La festa patronale di Aci Trezza, dedicata a Giovanni Battista, si svolge nei giorni 24 e 25 giugno, ma già nei tre precedenti viene celebrato il solenne triduo. La svelata del simulacro avviene la mattina, mentre nel pomeriggio inizia il giro del centro storico. Il giorno seguente invece ha luogo il percorso che tocca i quartieri collinari, con una sosta all'interno della chiesa della Madonna della Buona Nuova. Dal 1993, in occasione della commemorazione del martirio del Battista, il simulacro viene esposto per l'intera giornata sull'altare maggiore ed in seguito si tiene la solenne celebrazione eucaristica vespertina sul sagrato della chiesa.

I riti religiosi sono accompagnati da alcune manifestazioni folcloristiche tradizionali. Tra queste si annovera la pantomima U pisci a mari, antica rappresentazione della pesca del pesce spada che dal 1750 circa si svolge nelle acque del porto storico con le medesime modalità: un giovane trezzoto impersona il pesce mentre alcuni pescatori recitano le parti del «Rais di mare», il quale comanda le operazioni dalla poppa, del «Rais di terra», che incita i compagni sulla barca, del rematore e del fiocinatore, pronto a colpire il pesce.

Al pari della festa di san Giovanni Battista, la pantomima è inserita nel «Registro delle eredità immateriali» della Regione siciliana.  

Festa Madonna della Buona Nuova

La compatrona di Aci Trezza è la Madonna della Buona Nuova, festeggiata il primo fine settimana di settembre.
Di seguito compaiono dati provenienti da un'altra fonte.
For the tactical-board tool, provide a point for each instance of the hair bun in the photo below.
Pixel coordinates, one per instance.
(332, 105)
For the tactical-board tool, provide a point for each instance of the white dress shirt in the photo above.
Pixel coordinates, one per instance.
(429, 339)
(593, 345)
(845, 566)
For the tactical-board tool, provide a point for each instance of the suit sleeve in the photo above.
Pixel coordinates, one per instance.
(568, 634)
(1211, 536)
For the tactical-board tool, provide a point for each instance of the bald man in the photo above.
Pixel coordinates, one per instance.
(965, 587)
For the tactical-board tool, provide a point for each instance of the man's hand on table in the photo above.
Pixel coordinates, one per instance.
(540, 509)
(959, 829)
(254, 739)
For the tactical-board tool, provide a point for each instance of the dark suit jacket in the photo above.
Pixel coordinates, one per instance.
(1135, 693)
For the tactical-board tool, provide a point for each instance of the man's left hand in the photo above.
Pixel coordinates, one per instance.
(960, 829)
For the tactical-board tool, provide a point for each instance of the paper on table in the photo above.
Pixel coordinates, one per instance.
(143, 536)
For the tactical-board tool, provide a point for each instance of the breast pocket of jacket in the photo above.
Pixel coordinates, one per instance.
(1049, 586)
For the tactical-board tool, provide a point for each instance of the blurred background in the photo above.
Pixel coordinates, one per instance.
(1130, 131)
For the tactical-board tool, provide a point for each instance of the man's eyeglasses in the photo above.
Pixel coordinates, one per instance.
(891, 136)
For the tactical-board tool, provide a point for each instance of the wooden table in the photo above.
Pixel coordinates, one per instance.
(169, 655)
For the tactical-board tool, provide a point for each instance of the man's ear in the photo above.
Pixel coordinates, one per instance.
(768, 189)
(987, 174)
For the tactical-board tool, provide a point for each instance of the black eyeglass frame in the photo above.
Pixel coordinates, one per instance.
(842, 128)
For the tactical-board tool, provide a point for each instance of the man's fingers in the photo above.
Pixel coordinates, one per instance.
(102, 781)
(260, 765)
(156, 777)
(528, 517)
Il culto è antico, legato a un'edicola votiva di inizio Settecento situata nella zona della marina di Trezza. L'edicola conserva un affresco raffigurante la Madonna con il Bambino Gesù

La prima festa solenne risale al 1907, quando l'arciprete Salvatore De Maria proclamò la Madonna della Nova «patrona dei pescatori e dei marinai». Nel 1911 fu inaugurata una statua che da allora è posta all'interno della chiesa madre di Aci Trezza e portata in processione ogni anno. Il giorno della festa viene illuminata la scala che porta alla scultura marmorea opera di Sarino Piazza posta sul faraglione grande.